Prima fu costruito il campanile, poi le strade, la tranvia e la stazione ferroviaria, l’acquedotto e l’ufficio postale, fino alle prime case operaie, anticipando di qualche anno la prima enciclica sociale di Leone XIII, Rerum novarum. Accanto al Santuario nacquero le opere collegate: l’istituto per i figli dei carcerati, in un tempo in cui un certo positivismo scientifico riteneva (a torto) che le tare dei padri si trasmettessero ereditariamente ai figli; e poi l’istituto per le orfanelle e i senza famiglia, gli asili, gli ospizi, un ospedale e una casa per i pellegrini. Tutte queste opere furono donate alla Santa Sede nel 1893, per cui da allora il Santuario si onora del titolo di Pontificio.

È stata questa la via della santità percorsa da Bartolo Longo, in una terra desolata, nota solo per la vicinanza agli scavi archeologici iniziati nella metà del Settecento e indicata genericamente come “Valleda”.

Al tempo di Bartolo siamo nel periodo di transizione tra il Regno Borbonico e quello Sabaudo, in un contesto di crescente contrasto tra Stato e Chiesa. Il laicismo più illuminato imputava alla religione un freno al progresso e alla modernità. In questo clima culturale ostile, Bartolo ebbe il coraggio di proporre una religiosità semplice, popolare e priva di superstizioni, fondata sulla preghiera del Rosario, che grazie a lui conobbe una straordinaria rinascita.
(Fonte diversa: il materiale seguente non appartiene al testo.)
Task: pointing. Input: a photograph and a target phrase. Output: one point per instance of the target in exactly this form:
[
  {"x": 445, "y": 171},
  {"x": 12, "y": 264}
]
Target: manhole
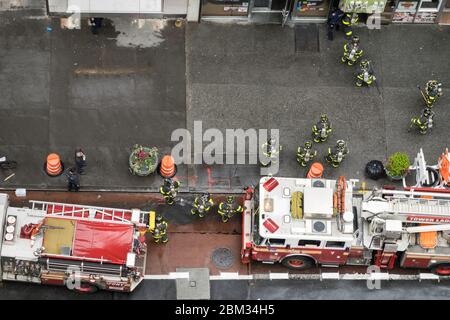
[{"x": 222, "y": 258}]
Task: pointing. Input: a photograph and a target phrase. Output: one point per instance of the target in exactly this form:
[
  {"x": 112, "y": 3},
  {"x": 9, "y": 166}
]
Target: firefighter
[
  {"x": 161, "y": 225},
  {"x": 271, "y": 151},
  {"x": 433, "y": 90},
  {"x": 229, "y": 208},
  {"x": 352, "y": 52},
  {"x": 424, "y": 122},
  {"x": 169, "y": 190},
  {"x": 337, "y": 154},
  {"x": 305, "y": 154},
  {"x": 322, "y": 129},
  {"x": 349, "y": 19},
  {"x": 202, "y": 205},
  {"x": 334, "y": 19},
  {"x": 365, "y": 74}
]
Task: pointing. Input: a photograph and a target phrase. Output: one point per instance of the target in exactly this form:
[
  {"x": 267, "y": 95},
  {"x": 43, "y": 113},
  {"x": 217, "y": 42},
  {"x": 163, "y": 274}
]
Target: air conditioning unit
[{"x": 318, "y": 226}]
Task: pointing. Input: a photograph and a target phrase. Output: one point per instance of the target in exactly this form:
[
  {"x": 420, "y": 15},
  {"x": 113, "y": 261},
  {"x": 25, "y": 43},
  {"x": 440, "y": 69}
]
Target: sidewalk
[{"x": 68, "y": 88}]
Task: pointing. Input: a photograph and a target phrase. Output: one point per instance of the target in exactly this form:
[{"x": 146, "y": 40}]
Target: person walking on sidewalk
[
  {"x": 80, "y": 161},
  {"x": 73, "y": 180}
]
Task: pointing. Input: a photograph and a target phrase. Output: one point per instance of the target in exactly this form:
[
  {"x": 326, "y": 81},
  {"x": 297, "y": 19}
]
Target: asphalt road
[{"x": 244, "y": 290}]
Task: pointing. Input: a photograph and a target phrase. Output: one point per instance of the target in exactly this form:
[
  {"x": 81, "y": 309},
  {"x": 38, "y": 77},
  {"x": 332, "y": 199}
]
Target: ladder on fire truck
[{"x": 89, "y": 213}]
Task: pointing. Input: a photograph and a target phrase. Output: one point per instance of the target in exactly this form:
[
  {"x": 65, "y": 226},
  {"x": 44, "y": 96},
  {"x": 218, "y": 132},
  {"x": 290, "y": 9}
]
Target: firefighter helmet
[
  {"x": 340, "y": 144},
  {"x": 365, "y": 63}
]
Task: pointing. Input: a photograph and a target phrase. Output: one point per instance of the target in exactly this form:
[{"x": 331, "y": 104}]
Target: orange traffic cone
[
  {"x": 316, "y": 171},
  {"x": 167, "y": 167},
  {"x": 54, "y": 165}
]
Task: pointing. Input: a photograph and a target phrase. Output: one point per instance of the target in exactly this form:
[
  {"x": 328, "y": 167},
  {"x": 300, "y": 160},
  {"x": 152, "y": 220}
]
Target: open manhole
[{"x": 222, "y": 258}]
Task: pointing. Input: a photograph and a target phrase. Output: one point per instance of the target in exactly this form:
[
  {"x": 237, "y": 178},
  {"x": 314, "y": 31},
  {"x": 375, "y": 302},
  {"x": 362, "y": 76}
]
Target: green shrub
[{"x": 397, "y": 164}]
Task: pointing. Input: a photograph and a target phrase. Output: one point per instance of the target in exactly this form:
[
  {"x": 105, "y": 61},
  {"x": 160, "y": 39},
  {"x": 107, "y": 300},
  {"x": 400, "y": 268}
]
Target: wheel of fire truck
[
  {"x": 86, "y": 288},
  {"x": 298, "y": 262},
  {"x": 442, "y": 269}
]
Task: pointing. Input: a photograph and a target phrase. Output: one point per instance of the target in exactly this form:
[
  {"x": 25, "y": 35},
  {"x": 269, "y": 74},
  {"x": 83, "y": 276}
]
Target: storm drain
[
  {"x": 222, "y": 258},
  {"x": 307, "y": 37}
]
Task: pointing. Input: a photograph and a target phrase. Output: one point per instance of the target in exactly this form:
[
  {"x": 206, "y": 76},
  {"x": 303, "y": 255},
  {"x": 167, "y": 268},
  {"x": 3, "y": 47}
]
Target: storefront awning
[{"x": 362, "y": 6}]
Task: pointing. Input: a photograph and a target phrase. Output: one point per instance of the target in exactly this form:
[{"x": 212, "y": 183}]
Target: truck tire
[
  {"x": 298, "y": 262},
  {"x": 442, "y": 269},
  {"x": 86, "y": 288}
]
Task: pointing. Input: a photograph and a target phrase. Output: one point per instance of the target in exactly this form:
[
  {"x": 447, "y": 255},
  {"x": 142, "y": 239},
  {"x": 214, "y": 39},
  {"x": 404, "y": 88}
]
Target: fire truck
[
  {"x": 85, "y": 248},
  {"x": 302, "y": 223}
]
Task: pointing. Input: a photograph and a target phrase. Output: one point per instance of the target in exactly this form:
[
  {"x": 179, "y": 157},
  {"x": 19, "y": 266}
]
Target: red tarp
[{"x": 107, "y": 241}]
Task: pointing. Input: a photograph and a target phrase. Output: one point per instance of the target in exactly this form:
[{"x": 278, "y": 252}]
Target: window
[
  {"x": 275, "y": 242},
  {"x": 335, "y": 244},
  {"x": 309, "y": 243}
]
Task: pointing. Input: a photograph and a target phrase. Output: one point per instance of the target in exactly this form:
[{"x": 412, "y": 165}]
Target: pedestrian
[
  {"x": 73, "y": 180},
  {"x": 80, "y": 161}
]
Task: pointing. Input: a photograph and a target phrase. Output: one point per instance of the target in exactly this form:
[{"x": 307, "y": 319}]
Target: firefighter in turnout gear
[
  {"x": 270, "y": 150},
  {"x": 337, "y": 154},
  {"x": 365, "y": 74},
  {"x": 169, "y": 190},
  {"x": 322, "y": 129},
  {"x": 229, "y": 208},
  {"x": 160, "y": 231},
  {"x": 352, "y": 52},
  {"x": 424, "y": 122},
  {"x": 349, "y": 19},
  {"x": 202, "y": 205},
  {"x": 305, "y": 154},
  {"x": 433, "y": 90}
]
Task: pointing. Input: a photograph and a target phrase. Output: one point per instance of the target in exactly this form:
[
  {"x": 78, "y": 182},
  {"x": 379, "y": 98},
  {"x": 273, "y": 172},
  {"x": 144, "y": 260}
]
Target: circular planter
[{"x": 139, "y": 167}]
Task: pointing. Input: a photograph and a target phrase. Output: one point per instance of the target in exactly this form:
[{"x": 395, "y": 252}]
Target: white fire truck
[
  {"x": 306, "y": 222},
  {"x": 84, "y": 247}
]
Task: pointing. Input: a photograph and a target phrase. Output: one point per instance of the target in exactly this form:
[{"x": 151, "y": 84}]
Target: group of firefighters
[
  {"x": 200, "y": 207},
  {"x": 320, "y": 133},
  {"x": 365, "y": 75},
  {"x": 424, "y": 123}
]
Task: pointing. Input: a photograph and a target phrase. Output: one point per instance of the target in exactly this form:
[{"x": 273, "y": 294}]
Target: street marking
[
  {"x": 330, "y": 275},
  {"x": 310, "y": 276},
  {"x": 278, "y": 275}
]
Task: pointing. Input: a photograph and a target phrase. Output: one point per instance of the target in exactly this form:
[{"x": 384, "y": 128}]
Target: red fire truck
[
  {"x": 301, "y": 223},
  {"x": 84, "y": 247}
]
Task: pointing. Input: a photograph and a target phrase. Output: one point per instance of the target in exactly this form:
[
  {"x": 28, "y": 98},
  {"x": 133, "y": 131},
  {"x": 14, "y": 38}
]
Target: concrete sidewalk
[
  {"x": 104, "y": 93},
  {"x": 253, "y": 77},
  {"x": 136, "y": 84}
]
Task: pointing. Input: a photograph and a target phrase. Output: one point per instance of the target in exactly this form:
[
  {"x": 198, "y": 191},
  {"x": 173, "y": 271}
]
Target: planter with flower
[
  {"x": 397, "y": 166},
  {"x": 143, "y": 160}
]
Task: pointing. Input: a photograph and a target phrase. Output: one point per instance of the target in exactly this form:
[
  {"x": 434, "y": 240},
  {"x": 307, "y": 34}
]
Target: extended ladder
[{"x": 89, "y": 213}]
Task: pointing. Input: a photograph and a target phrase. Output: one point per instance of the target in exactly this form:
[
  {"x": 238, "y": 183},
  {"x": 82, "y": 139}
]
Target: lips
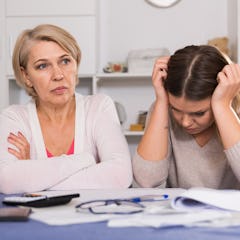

In quest’opera di rinnovamento spirituale e sociale, Longo fu sostenuto da grandi personalità del suo tempo, come i futuri santi Caterina Volpicelli, fra Ludovico da Casoria, Giuseppe Moscati e soprattutto la contessa Marianna Farnararo De Fusco, della quale fu prima amministratore delle terre e poi marito, considerata la vera cofondatrice della sua opera.

Il giovane Bartolo, arrivato nella valle desolata, cominciò la sua attività come avvocato e amministratore, ma lo squallore del posto, segnato dalla miseria, segnò il cambiamento della sua vita. Egli stesso lo descrisse come un’“illuminazione interiore”: il passaggio da una vita mondana a un’esistenza interamente dedicata a Dio e ai poveri. Nacque così la “Nuova Pompei”, la città edificata sulla fede, con il Santuario, il campanile e le prime opere sociali.

Lo splendore degli scavi da una parte e la nascita della nuova città dall’altra fanno di Pompei una realtà unica, sacra e profana allo stesso tempo, dove convivono la magnificenza classica del mondo romano e la santità degli umili che, insieme a Bartolo, seppero edificare grandi opere di carità.

Il sigillo della santità di Bartolo Longo rappresenta un modello anche per l’uomo di oggi, perché unisce i due poli fondamentali dell’esperienza umana: la fede e la cultura. La sua vicenda dimostra che solo dal loro incontro possono nascere opere durature e autentiche.

Bartolo Longo giornalista e comunicatore sociale

Oltre che fondatore e benefattore, Bartolo Longo fu anche un giornalista e un grande comunicatore.

Nel 1884 fondò il periodico “Il Rosario e la Nuova Pompei”, che ancora oggi è pubblicato come organo ufficiale del Santuario. Attraverso questa rivista, diffondeva la devozione al Rosario, raccontava i miracoli e le opere di carità, raccoglieva fondi e, soprattutto, educava il popolo alla fede e alla solidarietà.

Bartolo comprese l’importanza della stampa come strumento di evangelizzazione e di promozione sociale: il suo linguaggio era semplice e diretto, adatto anche ai meno istruiti. In questo senso può essere considerato uno dei pionieri del giornalismo cattolico italiano, che usò la parola scritta non solo per informare, ma per formare le coscienze e costruire una cultura cristiana popolare.

Bartolo Longo è anche l’autore della celebre “Supplica alla Regina del Santo Rosario di Pompei”, una delle preghiere mariane più diffuse al mondo. È una solenne invocazione alla Vergine Maria per la pace e la conversione, recitata solennemente l’8 maggio e la prima domenica di ottobre. Una delle sue più note espressioni recita:

“O Rosario benedetto di Maria, catena dolce che ci rannodi a Dio, vincolo d’amore che ci unisci agli Angeli, torre di salvezza negli assalti dell’inferno, porto sicuro nel comune naufragio, noi non ti lasceremo mai più.”